One of the girls said she “didn’t play as well as she would have liked” at Sunday’s gig - which I suppose means she was aware of some mistakes. Mistakes are different from accidents, because we include the element of control - if I had practiced more, or if I had held my tongue, or if I had studied harder, or if I had paid better attention. Mistakes are supposed to help us learn if we will let them. What can I do differently next time? or what changes can I make now to avoid that happening again? etc. Funny, but I think accidents are actually similar, in that there’s this second-guessing, what-could-I-have-done-to-avoid-this narrative that begins almost immediately.

Accidents happen. Mistakes are normal. And both disrupt with brutal nonchalance.

Accidents happen. Mistakes are normal. And both disrupt with brutal nonchalance.

As I sat in the middle of the road behind the steering wheel, flashers on, aggravating drivers behind me, waiting on police to arrive, I breathed. I breathed and I thought to myself - “What are you feeling? How would you speak to yourself at this moment if you were someone in your congregation?” I thought: maybe I would say, “This didn’t take God by surprise; he is here with you.” Or some other true thing that clangs around in the middle of chaos and is hard to hold on to. I breathed again.

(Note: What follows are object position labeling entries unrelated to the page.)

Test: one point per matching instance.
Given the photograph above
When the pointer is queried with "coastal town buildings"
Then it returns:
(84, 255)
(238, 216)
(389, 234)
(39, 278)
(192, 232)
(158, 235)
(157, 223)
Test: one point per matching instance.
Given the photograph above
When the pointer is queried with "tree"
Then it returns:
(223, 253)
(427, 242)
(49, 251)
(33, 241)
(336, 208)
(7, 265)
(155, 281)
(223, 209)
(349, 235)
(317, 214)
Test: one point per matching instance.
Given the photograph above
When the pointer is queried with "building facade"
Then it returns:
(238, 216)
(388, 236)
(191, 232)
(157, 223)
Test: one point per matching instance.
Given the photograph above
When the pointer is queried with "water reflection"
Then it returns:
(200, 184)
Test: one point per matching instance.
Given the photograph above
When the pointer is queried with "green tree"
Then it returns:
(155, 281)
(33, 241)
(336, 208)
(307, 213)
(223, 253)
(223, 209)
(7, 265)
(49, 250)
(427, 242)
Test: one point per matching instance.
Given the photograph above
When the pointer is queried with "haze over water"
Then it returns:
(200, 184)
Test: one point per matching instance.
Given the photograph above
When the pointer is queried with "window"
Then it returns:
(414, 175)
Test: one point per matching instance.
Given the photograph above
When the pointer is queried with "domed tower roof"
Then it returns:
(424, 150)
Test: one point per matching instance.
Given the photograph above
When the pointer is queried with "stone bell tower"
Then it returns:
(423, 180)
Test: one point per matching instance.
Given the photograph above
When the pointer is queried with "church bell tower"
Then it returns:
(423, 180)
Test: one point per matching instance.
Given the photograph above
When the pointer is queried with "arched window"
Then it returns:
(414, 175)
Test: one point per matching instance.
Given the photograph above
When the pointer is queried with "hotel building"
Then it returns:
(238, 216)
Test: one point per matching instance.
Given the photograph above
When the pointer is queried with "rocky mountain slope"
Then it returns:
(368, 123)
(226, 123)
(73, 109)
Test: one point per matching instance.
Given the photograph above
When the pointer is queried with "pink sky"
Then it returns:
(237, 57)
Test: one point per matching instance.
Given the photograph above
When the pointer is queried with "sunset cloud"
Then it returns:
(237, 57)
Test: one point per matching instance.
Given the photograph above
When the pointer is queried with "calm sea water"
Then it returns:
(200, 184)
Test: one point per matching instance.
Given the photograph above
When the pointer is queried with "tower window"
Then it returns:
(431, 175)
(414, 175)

And I gave myself the gift of choosing peace, maybe I should say fighting for peace. I was rattled. There were a couple of moments where Craig and I were each in conversation on our phone with the insurance company and the police, plus the other driver standing outside my window, where I couldn’t keep straight what to do next. But I accepted the strength flowing from my husband and I worked at it - choose peace. The rattled, startled, skittish feelings poked and sprang and whizzed about, and I also continued to work at calm, welcome wisdom and accept reality.

Mind you - all this was without any physical injuries, so I’m reluctant to even talk about it, because I have friends and family that have suffered so much more in accidents, sustaining injuries that take months or years to recover from, and some have even lost their dear ones to death in an automobile accident. Please know I am not attempting to compare my experience to yours - just sharing a thing that happened this last week.

So here we are, one week before Christmas, and I thought I would write about something different. But accidents happen, and they disrupt, and maybe that’s something I can take to heart at Christmas. We tend to create scripts and wishlists and ideal scenarios for Christmas, and even now are looking ahead two weeks to our hope-filled plans and goals for a sparkling 2020. Immanuel, God with us, is meant for all the moments - the merrily rolling along and the walks in a winter wonderland and the rides in a one-horse-open-sleigh. And the inconvenient accidents and mistakes, sicknesses and pains, brokenness and failures. All of it. God is with us.

The circumstances of Christ’s birth read like a series of unfortunate events - unwed pregnancy, forced immigration, lack of shelter, and of course, now it’s time for the baby to come! I love to ponder God’s presence, his with-me reality, in quiet, pleasant, beautiful places, or with community brimming with warmth, song and love. But the truth is, he is present in the stark cold, the dark night, the lonely and helpless moments when no one seems to care. He shows up at the point of inconvenience. He’s in the room during that bitter conflict. This is the hope of the gospel. A Savior has been born. He is Christ the Lord. He will save his people from their sins. These true things ring loudly, sing deeply, and ribbon through all the quirky disruptions to our Christmas.


Scripture Meditation and Affirmation:
Matthew 1:21-23
21 She will give birth to a son, and you are to give him the name Jesus, because he will save his people from their sins.”
22 All this took place to fulfill what the Lord had said through the prophet: 23 “The virgin will conceive and give birth to a son, and they will call him Immanuel” (which means “God with us”).

Prayer:
Immanuel, please help me see past my mistakes, through life’s accidents, beyond disappointment. Help my heart know you are with me, that you are Savior, that you are Lord. Help me experience the peace that the angels proclaimed and the scriptures promise.